# And the winners are..........



## peterf (Jul 27, 2007)

Used random.org web site to pick winners from list of "like" posters.
Soulfire171 and NicolasB please e mail me your addresses on [email protected] and we will post your new Habistat Digital Dimming Thermostats out to you.
Well done and thank you to all who took time to enter!
Best regards
Pete


----------



## Soulfire171 (Oct 13, 2009)

OMG!!! squeeeeee lol wow i never win anything  thank you so much  will email my address to you now


----------



## JonnyFrilledDragonLawson (Oct 26, 2012)

god damnit lol


----------



## peterf (Jul 27, 2007)

Sorry Jonny!


----------



## Meko (Apr 29, 2007)

~replaces all stats with Microclimate and walks off grumbling~


For sale:
All my habitat stuff


----------



## peterf (Jul 27, 2007)

Sorry Meko!
Hopefully your selling all your Habitat furniture and not your Habistat equipment!


----------



## Meko (Apr 29, 2007)

see, i'm so upset i forgot how to speel


----------



## yuesaur (Aug 29, 2011)

Meko said:


> ~replaces all stats with Microclimate and walks off grumbling~
> 
> 
> For sale:
> All my habitat stuff


snap, except im selling all my habistat stuff instead.

don't like them anymore. they're fugly. -falls out with habistat-


----------



## Meko (Apr 29, 2007)

not giving it to a rescue centre now then :whistling2:



they smell like cheese too


----------



## peterf (Jul 27, 2007)

Love cheese me.....


----------



## yuesaur (Aug 29, 2011)

Meko said:


> not giving it to a rescue centre now then :whistling2:
> 
> 
> 
> they smell like cheese too


no, they don't deserve shoddy equipment 

mine smells like bacon :/


----------



## Meko (Apr 29, 2007)

if it smells like bacon i'll have it!! mmmmmmmmm bacon


----------



## waynestine (Sep 26, 2010)

To the winners let me know if you want to sell, you dont want rubbish like these cuttering up your homes.:whistling2:
I give you good price yes.


----------



## NicolasB (Jul 11, 2009)

peterf said:


> Used random.org web site to pick winners from list of "like" posters.
> Soulfire171 and NicolasB please e mail me your addresses on [email protected] and we will post your new Habistat Digital Dimming Thermostats out to you.
> Well done and thank you to all who took time to enter!
> Best regards
> Pete


I have NEVER won anything in my life!!! WOO HOO!!!!!

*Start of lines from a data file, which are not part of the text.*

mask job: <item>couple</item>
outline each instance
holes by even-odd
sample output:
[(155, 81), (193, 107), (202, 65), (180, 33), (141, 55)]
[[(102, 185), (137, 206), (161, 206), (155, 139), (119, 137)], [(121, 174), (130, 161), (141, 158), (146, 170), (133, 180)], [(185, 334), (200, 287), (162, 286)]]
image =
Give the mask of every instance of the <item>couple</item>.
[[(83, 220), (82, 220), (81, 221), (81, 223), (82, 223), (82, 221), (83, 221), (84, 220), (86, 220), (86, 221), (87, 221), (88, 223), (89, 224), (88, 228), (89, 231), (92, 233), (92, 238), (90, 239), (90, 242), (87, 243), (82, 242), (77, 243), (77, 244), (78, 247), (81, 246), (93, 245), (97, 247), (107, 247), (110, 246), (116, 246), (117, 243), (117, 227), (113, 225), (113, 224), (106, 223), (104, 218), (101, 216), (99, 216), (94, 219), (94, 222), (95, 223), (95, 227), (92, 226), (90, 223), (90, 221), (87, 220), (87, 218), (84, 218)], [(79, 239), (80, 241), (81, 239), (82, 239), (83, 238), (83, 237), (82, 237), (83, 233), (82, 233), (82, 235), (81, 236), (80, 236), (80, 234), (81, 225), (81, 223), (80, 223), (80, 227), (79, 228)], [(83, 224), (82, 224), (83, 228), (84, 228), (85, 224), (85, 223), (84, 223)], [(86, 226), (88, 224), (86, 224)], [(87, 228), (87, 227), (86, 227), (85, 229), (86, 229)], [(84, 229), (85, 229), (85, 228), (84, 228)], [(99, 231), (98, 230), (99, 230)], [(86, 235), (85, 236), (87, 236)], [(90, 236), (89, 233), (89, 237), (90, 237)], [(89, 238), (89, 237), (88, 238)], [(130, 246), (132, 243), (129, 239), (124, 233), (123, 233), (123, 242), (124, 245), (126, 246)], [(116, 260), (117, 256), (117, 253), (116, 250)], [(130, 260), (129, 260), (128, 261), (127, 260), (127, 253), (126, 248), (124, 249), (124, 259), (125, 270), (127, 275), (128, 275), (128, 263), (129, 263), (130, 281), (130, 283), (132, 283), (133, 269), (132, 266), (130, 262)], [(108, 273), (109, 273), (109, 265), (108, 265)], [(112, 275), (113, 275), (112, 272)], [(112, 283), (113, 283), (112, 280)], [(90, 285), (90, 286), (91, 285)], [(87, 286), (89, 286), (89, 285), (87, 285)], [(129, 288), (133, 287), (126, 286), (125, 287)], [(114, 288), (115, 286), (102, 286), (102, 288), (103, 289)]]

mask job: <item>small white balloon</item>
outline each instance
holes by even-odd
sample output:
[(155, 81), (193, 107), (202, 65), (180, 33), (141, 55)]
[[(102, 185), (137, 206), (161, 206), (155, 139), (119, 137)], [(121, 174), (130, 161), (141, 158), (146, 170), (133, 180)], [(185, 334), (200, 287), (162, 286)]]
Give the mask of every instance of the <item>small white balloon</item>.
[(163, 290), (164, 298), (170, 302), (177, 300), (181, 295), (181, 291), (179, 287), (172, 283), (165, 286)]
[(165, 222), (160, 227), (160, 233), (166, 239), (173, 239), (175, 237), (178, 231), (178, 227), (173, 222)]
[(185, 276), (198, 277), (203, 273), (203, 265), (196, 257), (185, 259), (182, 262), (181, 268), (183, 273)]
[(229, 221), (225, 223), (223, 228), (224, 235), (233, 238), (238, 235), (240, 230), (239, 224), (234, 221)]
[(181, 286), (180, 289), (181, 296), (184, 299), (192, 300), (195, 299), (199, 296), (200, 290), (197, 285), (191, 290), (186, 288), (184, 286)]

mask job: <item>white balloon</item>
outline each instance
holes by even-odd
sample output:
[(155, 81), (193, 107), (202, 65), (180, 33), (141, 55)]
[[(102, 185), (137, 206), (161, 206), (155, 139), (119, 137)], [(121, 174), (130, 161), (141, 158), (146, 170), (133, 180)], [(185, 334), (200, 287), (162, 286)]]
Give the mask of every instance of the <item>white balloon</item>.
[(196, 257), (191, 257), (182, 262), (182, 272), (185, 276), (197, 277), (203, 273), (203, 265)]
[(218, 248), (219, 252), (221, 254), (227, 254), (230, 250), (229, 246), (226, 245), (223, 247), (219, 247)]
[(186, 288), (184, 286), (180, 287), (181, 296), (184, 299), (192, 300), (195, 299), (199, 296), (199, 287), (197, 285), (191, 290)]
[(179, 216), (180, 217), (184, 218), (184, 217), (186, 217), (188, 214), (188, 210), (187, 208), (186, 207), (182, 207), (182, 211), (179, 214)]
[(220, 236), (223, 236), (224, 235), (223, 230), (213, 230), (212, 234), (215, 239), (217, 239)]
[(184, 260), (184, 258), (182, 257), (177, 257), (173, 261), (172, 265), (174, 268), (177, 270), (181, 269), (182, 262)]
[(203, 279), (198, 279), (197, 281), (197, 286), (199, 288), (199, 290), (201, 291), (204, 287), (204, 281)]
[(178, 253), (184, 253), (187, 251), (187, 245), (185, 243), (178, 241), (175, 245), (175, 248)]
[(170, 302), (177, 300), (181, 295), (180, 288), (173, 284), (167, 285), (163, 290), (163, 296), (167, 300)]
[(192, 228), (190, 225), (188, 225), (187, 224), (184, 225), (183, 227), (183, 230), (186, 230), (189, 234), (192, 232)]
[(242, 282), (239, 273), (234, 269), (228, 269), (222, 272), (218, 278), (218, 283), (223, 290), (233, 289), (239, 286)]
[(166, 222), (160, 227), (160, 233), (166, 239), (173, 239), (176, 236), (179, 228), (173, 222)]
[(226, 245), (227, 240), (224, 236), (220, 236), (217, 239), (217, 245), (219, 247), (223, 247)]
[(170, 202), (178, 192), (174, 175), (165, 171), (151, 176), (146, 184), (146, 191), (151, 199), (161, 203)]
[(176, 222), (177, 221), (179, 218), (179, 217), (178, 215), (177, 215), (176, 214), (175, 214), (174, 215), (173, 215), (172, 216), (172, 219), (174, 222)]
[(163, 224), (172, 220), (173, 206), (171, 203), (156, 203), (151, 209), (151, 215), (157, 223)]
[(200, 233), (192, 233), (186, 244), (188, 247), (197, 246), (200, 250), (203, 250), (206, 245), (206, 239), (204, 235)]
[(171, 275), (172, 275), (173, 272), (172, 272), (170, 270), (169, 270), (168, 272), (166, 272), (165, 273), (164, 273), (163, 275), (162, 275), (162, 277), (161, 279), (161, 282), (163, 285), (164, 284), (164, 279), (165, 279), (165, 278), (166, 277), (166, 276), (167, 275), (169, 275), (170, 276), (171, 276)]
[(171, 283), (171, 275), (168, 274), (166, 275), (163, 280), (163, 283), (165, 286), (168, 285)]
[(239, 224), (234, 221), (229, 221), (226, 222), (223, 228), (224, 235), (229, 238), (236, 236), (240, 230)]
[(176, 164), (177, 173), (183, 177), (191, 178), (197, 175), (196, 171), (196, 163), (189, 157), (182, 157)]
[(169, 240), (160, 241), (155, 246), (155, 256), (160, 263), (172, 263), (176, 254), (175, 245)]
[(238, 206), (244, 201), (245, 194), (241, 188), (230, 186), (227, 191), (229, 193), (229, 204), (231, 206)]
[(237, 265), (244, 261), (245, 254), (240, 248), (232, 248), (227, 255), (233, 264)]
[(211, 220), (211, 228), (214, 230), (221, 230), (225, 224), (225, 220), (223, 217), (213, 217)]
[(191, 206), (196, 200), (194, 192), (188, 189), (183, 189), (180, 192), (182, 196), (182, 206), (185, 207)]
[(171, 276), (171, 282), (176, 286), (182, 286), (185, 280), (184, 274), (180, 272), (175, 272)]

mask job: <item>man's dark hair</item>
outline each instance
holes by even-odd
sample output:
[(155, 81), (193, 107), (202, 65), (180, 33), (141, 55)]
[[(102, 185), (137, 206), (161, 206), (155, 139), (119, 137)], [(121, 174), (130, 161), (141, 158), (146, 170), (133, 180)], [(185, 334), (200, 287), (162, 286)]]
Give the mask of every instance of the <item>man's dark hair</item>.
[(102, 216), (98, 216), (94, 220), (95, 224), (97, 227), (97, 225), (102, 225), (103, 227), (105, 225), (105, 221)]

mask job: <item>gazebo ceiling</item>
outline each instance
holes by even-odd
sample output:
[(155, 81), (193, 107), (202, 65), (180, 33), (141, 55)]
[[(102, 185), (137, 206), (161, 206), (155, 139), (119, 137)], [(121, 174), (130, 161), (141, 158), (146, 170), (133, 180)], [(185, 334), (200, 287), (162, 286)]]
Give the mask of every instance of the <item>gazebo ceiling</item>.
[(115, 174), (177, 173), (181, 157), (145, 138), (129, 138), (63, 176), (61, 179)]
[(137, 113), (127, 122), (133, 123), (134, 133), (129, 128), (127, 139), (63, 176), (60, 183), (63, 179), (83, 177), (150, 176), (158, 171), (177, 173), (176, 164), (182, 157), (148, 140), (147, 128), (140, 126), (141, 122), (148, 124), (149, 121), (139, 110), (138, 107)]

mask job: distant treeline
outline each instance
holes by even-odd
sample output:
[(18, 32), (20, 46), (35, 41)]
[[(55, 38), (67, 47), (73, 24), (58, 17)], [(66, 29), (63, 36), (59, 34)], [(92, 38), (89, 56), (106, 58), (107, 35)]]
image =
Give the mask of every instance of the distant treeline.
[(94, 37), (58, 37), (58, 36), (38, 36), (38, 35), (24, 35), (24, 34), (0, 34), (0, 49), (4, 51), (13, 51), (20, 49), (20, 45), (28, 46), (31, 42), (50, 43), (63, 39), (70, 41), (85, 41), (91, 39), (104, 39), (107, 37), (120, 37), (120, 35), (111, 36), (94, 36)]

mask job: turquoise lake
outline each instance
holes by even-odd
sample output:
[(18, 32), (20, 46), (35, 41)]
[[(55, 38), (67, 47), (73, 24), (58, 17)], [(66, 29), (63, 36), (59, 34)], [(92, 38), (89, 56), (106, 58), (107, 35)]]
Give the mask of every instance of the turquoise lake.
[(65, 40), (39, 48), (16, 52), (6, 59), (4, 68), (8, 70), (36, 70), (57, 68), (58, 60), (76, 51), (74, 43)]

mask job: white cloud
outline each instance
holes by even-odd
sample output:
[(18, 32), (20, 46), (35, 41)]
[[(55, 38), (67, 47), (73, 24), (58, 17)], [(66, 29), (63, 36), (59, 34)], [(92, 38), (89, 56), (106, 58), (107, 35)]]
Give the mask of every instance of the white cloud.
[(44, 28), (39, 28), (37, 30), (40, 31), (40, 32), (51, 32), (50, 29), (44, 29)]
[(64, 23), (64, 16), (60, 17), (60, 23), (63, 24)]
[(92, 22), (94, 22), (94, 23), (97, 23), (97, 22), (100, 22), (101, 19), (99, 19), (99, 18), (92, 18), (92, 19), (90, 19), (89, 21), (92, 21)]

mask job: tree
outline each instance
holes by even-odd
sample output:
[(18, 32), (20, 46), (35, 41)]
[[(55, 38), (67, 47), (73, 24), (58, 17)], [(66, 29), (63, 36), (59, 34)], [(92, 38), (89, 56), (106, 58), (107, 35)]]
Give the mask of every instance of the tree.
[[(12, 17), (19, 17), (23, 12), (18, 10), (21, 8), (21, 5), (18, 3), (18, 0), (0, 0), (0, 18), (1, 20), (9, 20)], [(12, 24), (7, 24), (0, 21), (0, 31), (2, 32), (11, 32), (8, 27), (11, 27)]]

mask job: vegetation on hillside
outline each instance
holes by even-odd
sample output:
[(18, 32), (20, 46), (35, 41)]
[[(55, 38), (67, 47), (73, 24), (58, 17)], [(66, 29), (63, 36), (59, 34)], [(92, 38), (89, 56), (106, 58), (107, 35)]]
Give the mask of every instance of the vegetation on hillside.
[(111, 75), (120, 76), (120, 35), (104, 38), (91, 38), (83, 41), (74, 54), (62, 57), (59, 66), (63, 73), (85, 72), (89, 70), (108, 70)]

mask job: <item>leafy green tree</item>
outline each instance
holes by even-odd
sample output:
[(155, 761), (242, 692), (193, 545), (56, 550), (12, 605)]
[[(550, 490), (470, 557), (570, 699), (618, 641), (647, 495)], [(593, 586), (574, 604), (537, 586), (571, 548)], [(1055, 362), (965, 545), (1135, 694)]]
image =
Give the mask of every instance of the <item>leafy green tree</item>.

As you may know, I took in Rusty The Red Rescue Iguana and this is going straight to her viv!!!

THANK YOU!!!!!


----------



## waynestine (Sep 26, 2010)

NicolasB said:


> I have NEVER won anything in my life!!! WOO HOO!!!!!
> 
> As you may know, I took in Rusty The Red Rescue Iguana and this is going straight to her viv!!!
> 
> THANK YOU!!!!!


well done.:2thumb:


----------



## NicolasB (Jul 11, 2009)

waynestine said:


> well done.:2thumb:


Thank you :blush:

Still in shock here!


----------



## peterf (Jul 27, 2007)

NicolasB said:


> Thank you :blush:
> Still in shock here!


Great news and don't forget to let me have your address to send it to!


----------



## NicolasB (Jul 11, 2009)

peterf said:


> Great news and don't forget to let me have your address to send it to!


Sent it the second I saw I had won! :whistling2:


----------



## peterf (Jul 27, 2007)

Both addresses received and the thermostats will be posted out to you tomorrow!


----------



## Soulfire171 (Oct 13, 2009)

thank you  will tell my postman to keep an eye out for me x


----------



## Donnie76 (Aug 24, 2012)

Well winners you must have had your stats setup and running for at least a week now what's your verdict on them


----------



## NicolasB (Jul 11, 2009)

Donnie76 said:


> Well winners you must have had your stats setup and running for at least a week now what's your verdict on them


Believe it or not, work has had me so busy I havent even had a chance to hook it up yet! :bash::bash:

Will hopefully get some time this weekend and then let everyone know how it goes...


----------



## Donnie76 (Aug 24, 2012)

NicolasB said:


> Believe it or not, work has had me so busy I havent even had a chance to hook it up yet! :bash::bash:
> 
> Will hopefully get some time this weekend and then let everyone know how it goes...


If you don't have time you can always send it to me and I will test it out :whistling2:


----------



## peterf (Jul 27, 2007)

They are on sale this week so there should be plenty of people out there about to try them.
If you want to be one of the first they can be ordered here.
www.habistat.co.uk or from your local shop!


----------



## NicolasB (Jul 11, 2009)

Donnie76 said:


> If you don't have time you can always send it to me and I will test it out :whistling2:


:lol2: I dont think my Red Ig would be too impressed with that!

I think I am going to end up using it for the heating and lighting, keeping my humidifier on a seperate timer... My first impression when I opened it was that I wish it had 3 inputs rather than 2, but I guess thats just being greedy! :whistling2:


----------